IIRC, at the December NIH/CDC meeting Francis Collins suggested that the way to get to the bottom of the missing heritability, the common disease common variant hypothesis, gene-gene and gene-environment interactions, etc. etc. is to run a population-wide, 20-year longitudinal study in which genome-wide data and detailed environmental and behavioral minutiae were tracked for 100,000 participants.

The follow-up commenters starting with John Ioannidis each upped the sample size by an order of magnitude, until someone suggested that the entire U.S. population be sequenced, which it was then realized would require universal health care.

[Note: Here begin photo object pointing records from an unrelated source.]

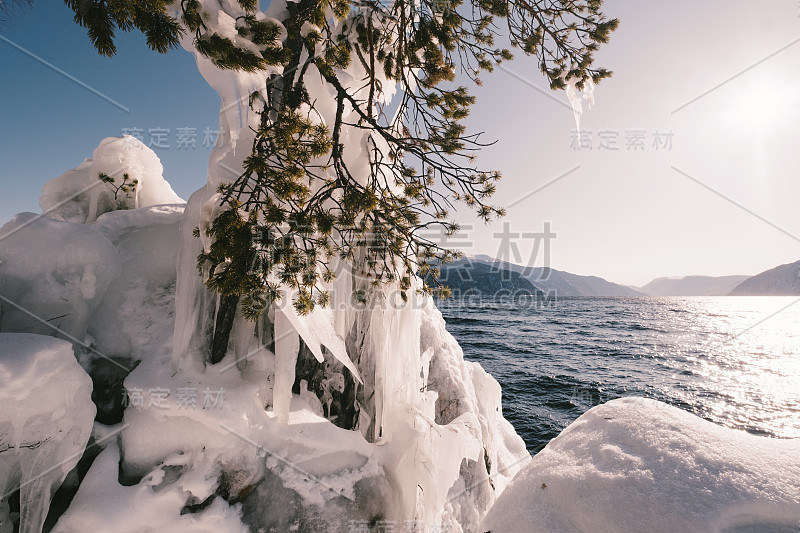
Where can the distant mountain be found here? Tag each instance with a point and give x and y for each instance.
(554, 281)
(782, 280)
(693, 286)
(472, 278)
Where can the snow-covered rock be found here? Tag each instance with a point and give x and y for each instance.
(45, 422)
(635, 465)
(79, 195)
(53, 274)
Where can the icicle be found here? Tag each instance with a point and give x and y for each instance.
(576, 98)
(287, 346)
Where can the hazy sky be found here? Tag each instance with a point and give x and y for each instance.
(716, 83)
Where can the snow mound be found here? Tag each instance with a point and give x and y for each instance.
(79, 195)
(52, 274)
(45, 421)
(635, 465)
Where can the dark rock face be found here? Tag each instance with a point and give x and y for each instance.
(782, 280)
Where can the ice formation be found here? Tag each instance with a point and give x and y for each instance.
(635, 465)
(52, 274)
(577, 97)
(79, 195)
(354, 415)
(45, 422)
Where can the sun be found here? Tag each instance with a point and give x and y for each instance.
(761, 103)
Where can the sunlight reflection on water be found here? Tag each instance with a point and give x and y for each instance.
(731, 360)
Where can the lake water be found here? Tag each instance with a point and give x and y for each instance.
(731, 360)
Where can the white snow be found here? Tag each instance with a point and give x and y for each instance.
(45, 422)
(634, 465)
(80, 196)
(52, 274)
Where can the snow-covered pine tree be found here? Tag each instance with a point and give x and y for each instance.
(298, 202)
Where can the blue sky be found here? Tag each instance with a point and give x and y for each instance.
(702, 109)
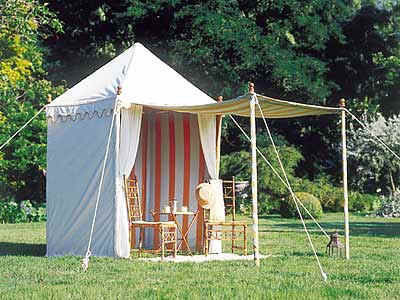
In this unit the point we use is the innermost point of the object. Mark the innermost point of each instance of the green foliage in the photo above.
(288, 207)
(12, 212)
(376, 168)
(23, 90)
(270, 188)
(363, 202)
(390, 206)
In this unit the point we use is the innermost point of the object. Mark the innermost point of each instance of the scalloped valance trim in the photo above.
(85, 111)
(81, 116)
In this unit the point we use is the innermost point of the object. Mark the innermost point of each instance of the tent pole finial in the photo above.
(251, 88)
(342, 104)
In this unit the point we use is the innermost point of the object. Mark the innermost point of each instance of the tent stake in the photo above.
(342, 104)
(254, 174)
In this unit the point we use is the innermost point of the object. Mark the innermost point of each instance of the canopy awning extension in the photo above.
(272, 108)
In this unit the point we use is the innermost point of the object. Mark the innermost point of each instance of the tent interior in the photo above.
(169, 165)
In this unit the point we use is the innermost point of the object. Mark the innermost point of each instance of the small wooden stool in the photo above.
(334, 243)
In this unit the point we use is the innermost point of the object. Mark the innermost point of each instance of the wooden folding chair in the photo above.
(167, 230)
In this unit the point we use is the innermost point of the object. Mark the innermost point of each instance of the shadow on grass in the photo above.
(21, 249)
(378, 229)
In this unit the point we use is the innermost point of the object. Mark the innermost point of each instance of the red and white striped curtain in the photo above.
(170, 164)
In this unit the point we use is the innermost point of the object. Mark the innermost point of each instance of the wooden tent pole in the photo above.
(342, 104)
(254, 174)
(218, 133)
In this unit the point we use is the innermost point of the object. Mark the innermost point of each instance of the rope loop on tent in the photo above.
(85, 260)
(19, 130)
(372, 134)
(280, 178)
(323, 274)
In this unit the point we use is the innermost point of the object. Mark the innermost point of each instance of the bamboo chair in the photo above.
(167, 230)
(234, 231)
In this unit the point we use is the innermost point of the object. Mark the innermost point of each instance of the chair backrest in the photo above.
(230, 197)
(133, 199)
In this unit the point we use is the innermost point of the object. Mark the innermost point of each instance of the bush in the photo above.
(390, 206)
(11, 212)
(313, 205)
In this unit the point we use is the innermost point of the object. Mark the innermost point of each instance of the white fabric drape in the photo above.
(131, 120)
(207, 128)
(208, 137)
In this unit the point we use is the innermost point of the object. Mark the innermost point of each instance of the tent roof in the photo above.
(144, 79)
(148, 81)
(272, 108)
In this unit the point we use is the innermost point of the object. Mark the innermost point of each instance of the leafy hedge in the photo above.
(390, 206)
(12, 212)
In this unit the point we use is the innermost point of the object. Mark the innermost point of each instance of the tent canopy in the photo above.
(148, 81)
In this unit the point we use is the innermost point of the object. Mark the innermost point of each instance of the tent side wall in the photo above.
(75, 153)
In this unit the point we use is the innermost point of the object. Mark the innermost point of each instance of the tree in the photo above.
(374, 168)
(23, 90)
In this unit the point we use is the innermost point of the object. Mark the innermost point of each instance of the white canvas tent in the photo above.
(78, 127)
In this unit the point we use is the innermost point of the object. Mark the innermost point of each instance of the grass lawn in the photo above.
(291, 273)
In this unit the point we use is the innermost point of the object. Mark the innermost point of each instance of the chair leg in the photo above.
(175, 240)
(141, 240)
(206, 240)
(162, 243)
(233, 237)
(245, 239)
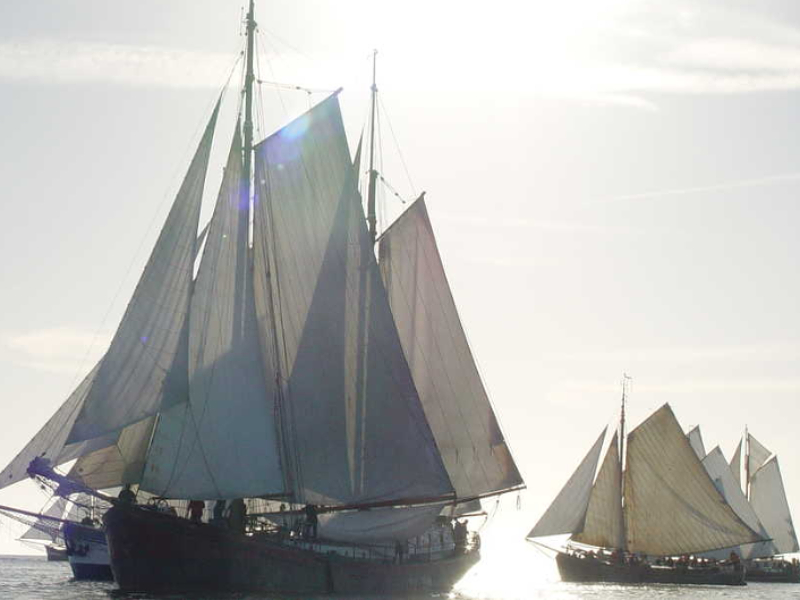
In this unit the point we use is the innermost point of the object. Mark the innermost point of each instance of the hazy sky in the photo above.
(614, 185)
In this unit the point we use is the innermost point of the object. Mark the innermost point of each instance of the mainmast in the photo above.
(373, 174)
(624, 532)
(249, 78)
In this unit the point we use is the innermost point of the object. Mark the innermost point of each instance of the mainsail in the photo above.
(603, 524)
(671, 504)
(348, 389)
(455, 401)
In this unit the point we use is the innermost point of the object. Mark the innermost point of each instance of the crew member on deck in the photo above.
(194, 510)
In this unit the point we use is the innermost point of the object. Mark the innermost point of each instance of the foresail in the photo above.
(696, 440)
(720, 472)
(768, 497)
(230, 447)
(603, 523)
(349, 396)
(145, 367)
(50, 441)
(456, 404)
(671, 505)
(567, 512)
(118, 463)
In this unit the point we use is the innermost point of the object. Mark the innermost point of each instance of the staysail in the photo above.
(603, 522)
(671, 505)
(456, 404)
(145, 367)
(566, 513)
(223, 443)
(348, 391)
(768, 497)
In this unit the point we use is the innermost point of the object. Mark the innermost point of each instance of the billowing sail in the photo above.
(145, 367)
(603, 523)
(118, 463)
(455, 401)
(566, 513)
(722, 476)
(50, 441)
(696, 440)
(768, 497)
(757, 455)
(672, 506)
(349, 396)
(228, 429)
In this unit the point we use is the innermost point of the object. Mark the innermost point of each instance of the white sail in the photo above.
(566, 513)
(348, 391)
(696, 440)
(444, 370)
(378, 525)
(603, 523)
(118, 463)
(756, 456)
(736, 464)
(671, 505)
(228, 428)
(50, 441)
(722, 476)
(768, 497)
(145, 367)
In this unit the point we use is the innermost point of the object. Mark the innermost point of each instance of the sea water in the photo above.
(518, 573)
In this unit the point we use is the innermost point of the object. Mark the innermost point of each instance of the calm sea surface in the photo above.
(516, 575)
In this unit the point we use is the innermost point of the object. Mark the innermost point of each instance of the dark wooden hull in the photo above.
(153, 551)
(586, 569)
(56, 554)
(772, 571)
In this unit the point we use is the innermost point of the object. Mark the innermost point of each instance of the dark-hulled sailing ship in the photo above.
(646, 517)
(296, 368)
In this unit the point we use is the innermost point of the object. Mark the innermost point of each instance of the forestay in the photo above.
(349, 396)
(768, 497)
(672, 506)
(566, 513)
(223, 444)
(455, 401)
(145, 367)
(603, 523)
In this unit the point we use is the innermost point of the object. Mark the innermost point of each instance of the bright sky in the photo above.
(614, 185)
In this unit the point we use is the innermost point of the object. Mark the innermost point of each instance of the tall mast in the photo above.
(373, 174)
(624, 541)
(249, 78)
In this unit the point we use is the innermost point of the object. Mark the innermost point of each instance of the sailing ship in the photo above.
(296, 368)
(650, 510)
(761, 487)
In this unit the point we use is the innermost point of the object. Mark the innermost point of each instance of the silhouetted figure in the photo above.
(195, 511)
(237, 513)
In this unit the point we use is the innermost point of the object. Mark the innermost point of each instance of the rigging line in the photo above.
(397, 145)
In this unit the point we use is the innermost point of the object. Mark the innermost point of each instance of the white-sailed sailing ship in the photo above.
(643, 518)
(294, 366)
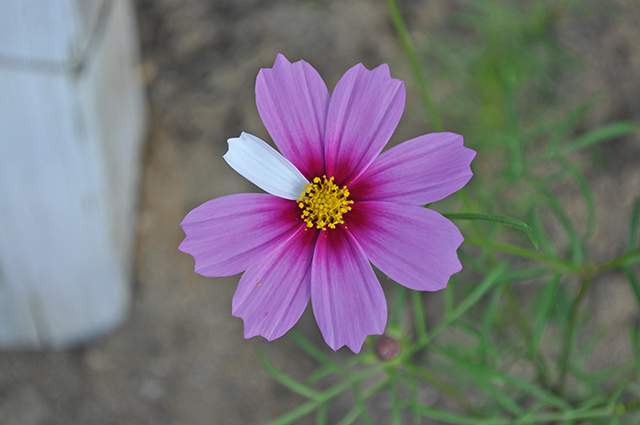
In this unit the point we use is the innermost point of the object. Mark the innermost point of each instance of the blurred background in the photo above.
(177, 355)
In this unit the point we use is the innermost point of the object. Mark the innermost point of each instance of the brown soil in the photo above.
(181, 357)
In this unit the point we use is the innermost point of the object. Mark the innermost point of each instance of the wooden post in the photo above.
(72, 119)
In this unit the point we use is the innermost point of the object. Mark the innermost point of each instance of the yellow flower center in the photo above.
(323, 203)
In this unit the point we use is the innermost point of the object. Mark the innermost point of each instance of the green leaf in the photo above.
(633, 228)
(544, 310)
(508, 221)
(286, 380)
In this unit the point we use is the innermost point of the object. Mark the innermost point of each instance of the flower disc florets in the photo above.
(323, 203)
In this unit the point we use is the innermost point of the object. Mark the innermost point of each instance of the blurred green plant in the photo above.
(502, 353)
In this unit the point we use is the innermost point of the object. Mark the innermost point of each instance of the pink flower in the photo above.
(334, 205)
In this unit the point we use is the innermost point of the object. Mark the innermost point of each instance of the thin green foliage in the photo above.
(508, 221)
(510, 340)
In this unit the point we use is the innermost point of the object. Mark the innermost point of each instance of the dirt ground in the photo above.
(181, 357)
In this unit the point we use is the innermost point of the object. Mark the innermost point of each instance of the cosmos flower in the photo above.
(334, 205)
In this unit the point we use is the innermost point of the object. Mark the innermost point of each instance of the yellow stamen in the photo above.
(323, 203)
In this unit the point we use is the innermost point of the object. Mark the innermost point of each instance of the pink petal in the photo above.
(347, 298)
(364, 111)
(412, 245)
(273, 294)
(418, 171)
(292, 101)
(227, 235)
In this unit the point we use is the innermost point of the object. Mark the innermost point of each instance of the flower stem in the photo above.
(407, 45)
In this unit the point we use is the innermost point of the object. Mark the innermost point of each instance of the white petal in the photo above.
(265, 167)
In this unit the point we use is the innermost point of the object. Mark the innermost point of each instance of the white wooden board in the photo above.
(72, 117)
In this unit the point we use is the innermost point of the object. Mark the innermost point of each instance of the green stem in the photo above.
(407, 45)
(568, 416)
(568, 339)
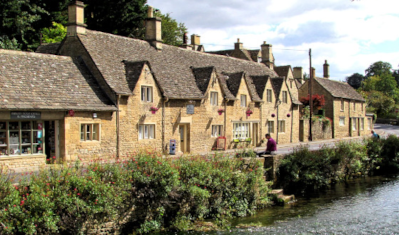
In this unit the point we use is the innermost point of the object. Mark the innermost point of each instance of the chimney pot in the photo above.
(76, 23)
(326, 69)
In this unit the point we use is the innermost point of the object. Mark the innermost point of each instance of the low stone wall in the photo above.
(29, 161)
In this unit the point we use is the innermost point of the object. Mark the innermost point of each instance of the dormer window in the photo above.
(146, 93)
(243, 100)
(214, 98)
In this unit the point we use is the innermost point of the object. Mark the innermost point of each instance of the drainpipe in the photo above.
(117, 126)
(166, 99)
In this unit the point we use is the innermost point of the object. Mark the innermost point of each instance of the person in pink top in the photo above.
(271, 146)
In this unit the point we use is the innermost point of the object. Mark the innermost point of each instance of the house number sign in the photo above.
(190, 109)
(25, 115)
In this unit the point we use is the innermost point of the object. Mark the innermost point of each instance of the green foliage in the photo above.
(172, 31)
(54, 34)
(10, 44)
(143, 194)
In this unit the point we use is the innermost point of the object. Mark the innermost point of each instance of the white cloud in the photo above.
(349, 34)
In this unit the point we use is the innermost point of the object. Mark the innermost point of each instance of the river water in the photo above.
(363, 206)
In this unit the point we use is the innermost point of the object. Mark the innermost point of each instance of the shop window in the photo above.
(146, 131)
(214, 98)
(243, 100)
(362, 124)
(281, 126)
(21, 137)
(342, 121)
(146, 93)
(241, 130)
(89, 132)
(270, 126)
(217, 130)
(285, 97)
(269, 95)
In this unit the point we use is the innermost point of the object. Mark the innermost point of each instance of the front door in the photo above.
(255, 136)
(183, 138)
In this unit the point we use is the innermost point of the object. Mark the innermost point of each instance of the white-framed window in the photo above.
(361, 124)
(270, 126)
(243, 100)
(369, 122)
(146, 131)
(354, 124)
(284, 96)
(214, 98)
(146, 93)
(241, 130)
(342, 121)
(89, 132)
(217, 130)
(269, 95)
(342, 105)
(281, 126)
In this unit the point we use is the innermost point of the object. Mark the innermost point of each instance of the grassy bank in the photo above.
(305, 171)
(142, 194)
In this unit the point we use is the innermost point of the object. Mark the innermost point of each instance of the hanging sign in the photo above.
(71, 113)
(25, 115)
(190, 109)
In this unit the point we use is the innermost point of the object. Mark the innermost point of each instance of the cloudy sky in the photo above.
(351, 35)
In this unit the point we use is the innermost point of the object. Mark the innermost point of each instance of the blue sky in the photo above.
(351, 35)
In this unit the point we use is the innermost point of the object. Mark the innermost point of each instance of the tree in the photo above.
(378, 68)
(121, 17)
(172, 31)
(355, 80)
(10, 44)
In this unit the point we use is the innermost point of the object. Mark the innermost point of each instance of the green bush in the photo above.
(143, 194)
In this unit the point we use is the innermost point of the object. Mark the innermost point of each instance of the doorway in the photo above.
(183, 131)
(51, 139)
(255, 135)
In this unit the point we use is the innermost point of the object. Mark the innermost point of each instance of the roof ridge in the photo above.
(39, 55)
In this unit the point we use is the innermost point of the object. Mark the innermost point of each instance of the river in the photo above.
(363, 206)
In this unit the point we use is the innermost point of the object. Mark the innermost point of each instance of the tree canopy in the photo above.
(355, 80)
(23, 21)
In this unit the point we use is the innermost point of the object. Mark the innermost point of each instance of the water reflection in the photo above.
(363, 206)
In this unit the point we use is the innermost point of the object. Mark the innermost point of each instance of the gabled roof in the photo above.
(33, 81)
(171, 66)
(50, 48)
(202, 77)
(339, 89)
(133, 72)
(260, 84)
(277, 83)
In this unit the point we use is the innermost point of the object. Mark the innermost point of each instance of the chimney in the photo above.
(267, 55)
(313, 72)
(298, 74)
(153, 33)
(326, 70)
(238, 45)
(76, 23)
(195, 41)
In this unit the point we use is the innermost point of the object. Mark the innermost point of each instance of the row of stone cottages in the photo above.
(103, 95)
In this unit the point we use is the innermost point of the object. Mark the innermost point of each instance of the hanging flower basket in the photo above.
(154, 109)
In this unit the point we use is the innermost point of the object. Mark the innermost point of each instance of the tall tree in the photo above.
(122, 17)
(378, 68)
(172, 31)
(355, 80)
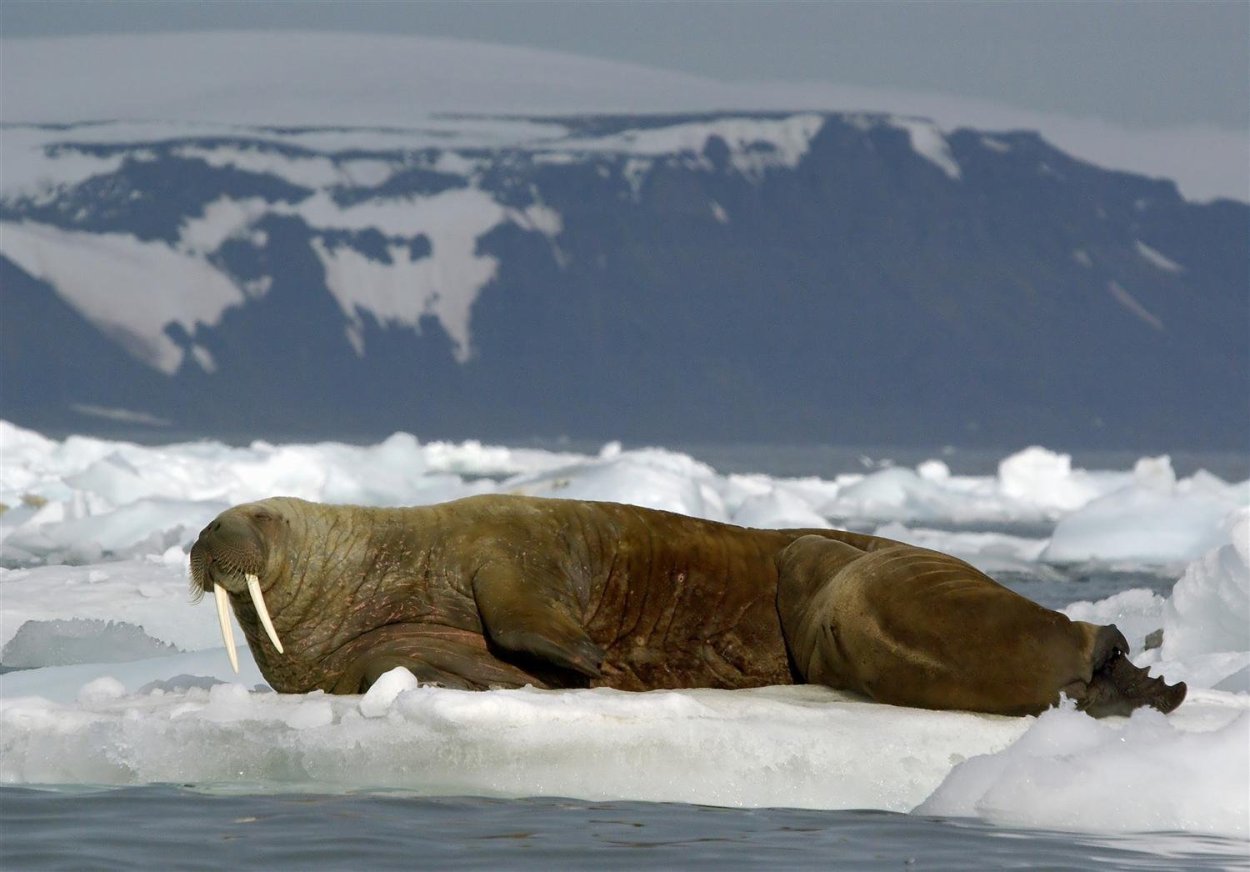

At that point, the meeting ended.

Perhaps Celera's initial assembly was a mess (and I'm not trying to defend it; just don't have basis for comment), Celera's formation caused an (IMHO) undeniable acceleration of the public effort.

The crisis is that when we look at things that are straightforwardly hereditary, for example height, we don't get much. We should. Why do we not?

We should be able to predict someone's height from their genome at least as accurately as by looking at their parents - and similarly for their IQ, the shape of their nose, and so on and so forth. What is the problem? Anything that is sufficiently straightforward for breeders to select for in rats, we should be able to predict from genes.